En 1958, dans une galaxie fort lointaine où le SC Reims représentait ce qui se faisait de mieux et où les salaires de footballeurs ne permettaient pas de vivre, Raymond Kopa est le premier français de l’Histoire à remporter le Ballon d’Or… retour sur le parcours d’un joueur que l’on considère comme le prédécesseur de Platini et Zidane.

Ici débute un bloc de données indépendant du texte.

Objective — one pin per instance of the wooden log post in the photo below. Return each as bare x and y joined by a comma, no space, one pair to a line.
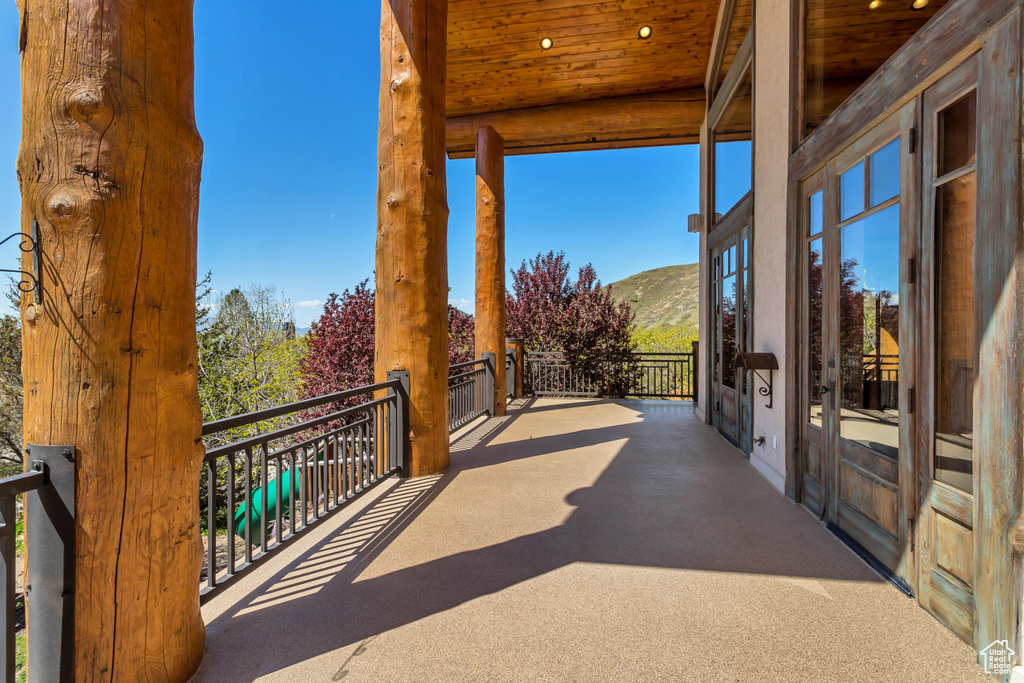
489,325
412,222
110,168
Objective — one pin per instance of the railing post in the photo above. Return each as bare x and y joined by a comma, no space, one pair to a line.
398,433
49,547
694,369
489,360
518,348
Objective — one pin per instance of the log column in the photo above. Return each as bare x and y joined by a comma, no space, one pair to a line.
110,168
489,324
412,222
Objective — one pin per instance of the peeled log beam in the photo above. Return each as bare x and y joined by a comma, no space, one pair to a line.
110,167
635,121
489,327
412,222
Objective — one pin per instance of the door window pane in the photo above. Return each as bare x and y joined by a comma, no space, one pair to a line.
884,171
869,332
815,291
851,189
745,308
956,134
814,210
954,349
729,332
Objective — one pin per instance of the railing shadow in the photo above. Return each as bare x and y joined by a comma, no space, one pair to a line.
674,496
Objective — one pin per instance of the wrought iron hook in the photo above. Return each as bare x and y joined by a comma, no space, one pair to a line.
30,243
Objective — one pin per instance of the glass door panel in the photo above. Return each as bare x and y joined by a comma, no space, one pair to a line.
868,317
857,306
946,528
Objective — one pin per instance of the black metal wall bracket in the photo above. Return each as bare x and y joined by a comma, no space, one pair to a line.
30,243
756,361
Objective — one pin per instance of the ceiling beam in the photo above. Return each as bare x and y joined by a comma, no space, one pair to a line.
613,123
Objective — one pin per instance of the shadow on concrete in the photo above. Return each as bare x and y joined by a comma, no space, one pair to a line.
675,496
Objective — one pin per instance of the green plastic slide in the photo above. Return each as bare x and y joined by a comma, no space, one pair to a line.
289,492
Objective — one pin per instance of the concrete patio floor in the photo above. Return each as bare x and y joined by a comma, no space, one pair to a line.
583,541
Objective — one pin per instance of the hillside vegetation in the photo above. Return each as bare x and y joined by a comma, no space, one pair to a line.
666,303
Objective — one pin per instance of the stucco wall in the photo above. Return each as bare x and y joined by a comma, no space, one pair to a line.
771,154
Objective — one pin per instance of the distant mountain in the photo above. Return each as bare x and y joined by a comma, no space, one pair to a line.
666,296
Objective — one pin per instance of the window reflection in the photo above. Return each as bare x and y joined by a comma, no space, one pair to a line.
884,174
954,352
851,191
869,332
815,291
729,332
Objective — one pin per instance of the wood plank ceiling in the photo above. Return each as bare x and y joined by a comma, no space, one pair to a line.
496,65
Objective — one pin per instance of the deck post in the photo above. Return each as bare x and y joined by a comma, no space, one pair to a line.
519,348
491,255
489,382
412,222
110,171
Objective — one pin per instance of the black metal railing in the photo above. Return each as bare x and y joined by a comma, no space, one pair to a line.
619,375
468,392
48,485
10,488
266,486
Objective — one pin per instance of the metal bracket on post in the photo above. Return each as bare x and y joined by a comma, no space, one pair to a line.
49,542
488,382
398,432
30,243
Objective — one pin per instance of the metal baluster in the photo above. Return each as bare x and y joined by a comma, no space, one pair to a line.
280,521
249,505
262,497
336,469
211,523
316,473
292,459
230,514
9,561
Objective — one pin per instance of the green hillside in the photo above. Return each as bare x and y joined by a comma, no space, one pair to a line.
662,297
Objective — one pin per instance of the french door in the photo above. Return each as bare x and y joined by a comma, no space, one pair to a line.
731,400
949,355
859,344
890,345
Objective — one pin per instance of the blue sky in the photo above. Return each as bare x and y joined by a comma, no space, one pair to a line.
288,114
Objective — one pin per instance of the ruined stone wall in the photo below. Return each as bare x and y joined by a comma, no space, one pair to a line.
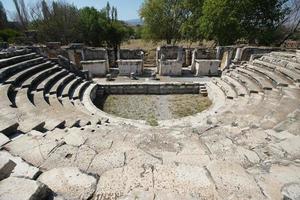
90,53
149,88
128,54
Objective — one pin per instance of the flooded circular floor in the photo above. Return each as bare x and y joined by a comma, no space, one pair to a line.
152,108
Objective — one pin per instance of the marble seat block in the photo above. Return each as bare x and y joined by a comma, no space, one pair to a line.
207,67
95,67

Le football, les mines et la résistance

Son nom se perd petit à petit au fil des générations qui passent et pourtant Kopa est peut-être le joueur qui a le plus marqué le Football français, voire le football tout court. Contemporain d’Alfredo Di Stefano dont il a été le coéquipier au Real Madrid, Raymond Kopaszewski est un produit de l’immigration polonaise d’entre-deux-guerres. Issu d’une famille de mineurs, il travaille lui-même dans les mines en parallèle de ses débuts dans le football. En 1947, il manque d’ailleurs de perdre sa main dans un éboulement qui lui vaudra une amputation de l’index. « Des choses qui arrivent » dit-il, en s’estimant heureux que ses pieds magiques soient restés intacts. « L’ingénieur de cette mine, c’était le président du club où j’évoluais. Il aurait pu faire le nécessaire pour me trouver un meilleur emploi, mais il ne l’a pas fait. C’était un con. ». Une note d’humour qu’il garde en évoquant une autre anecdote datant de son enfance lorsque, pendant l’occupation, il vole un ballon en cuir à des soldats allemands qui jouaient sur un terrain près de chez lui, « À notre manière, nous avions presque fait un acte de résistance, non ? ». Mineur résistant, mais surtout prodige du football. D’abord avec ses dribbles de football de rue, puis en faisant le bonheur de l’US Nœux-les-Mines il est finalement repéré par le SCO d’Angers qui lui fait signer un contrat semi-pro accompagné d’un job d’électricien. Ses exploits sont maintenant visibles au plus haut niveau, et Kopaszewski devient « Kopa ».

Le sens des affaires

« Il faut être connu pour attirer l’attention des acheteurs. Mon nom sonnait bien en plus. ». Kopa est le premier joueur à se servir de son image : chaussures, boissons, ligne de vêtements… il appose son nom sur toutes sortes de produits dérivés. Il établit même un partenariat avec la FFF pour faire des jus de fruit Kopa sa boisson du mondial 1958 en Suède. Alors joueur du Real Madrid, Kopa évolue aux côtés de Just Fontaine en attaque de l’Equipe de France. Les Bleus terminent 3ème, mais Kopa – déjà vainqueur de la coupe d’Europe en club – survole la compétition et remporte le ballon d’or. Il est la figure principale du football de l’époque et connaît sa valeur. Il avait d’ailleurs été le premier joueur à négocier sur son propre transfert à l’époque de son départ du SCO pour le SC Reims en 1951. Alors âgé de 20 ans, il renégocie sa prime à la signature, la faisant passer de 300 000 à 500 000 francs soit de 45 000€ à 75 000€ (à titre de comparaison, les Football Leaks ont révélé que la prime à la signature de Neymar au FC Barcelone en 2013 s’élevait à 8,5 millions d’euros).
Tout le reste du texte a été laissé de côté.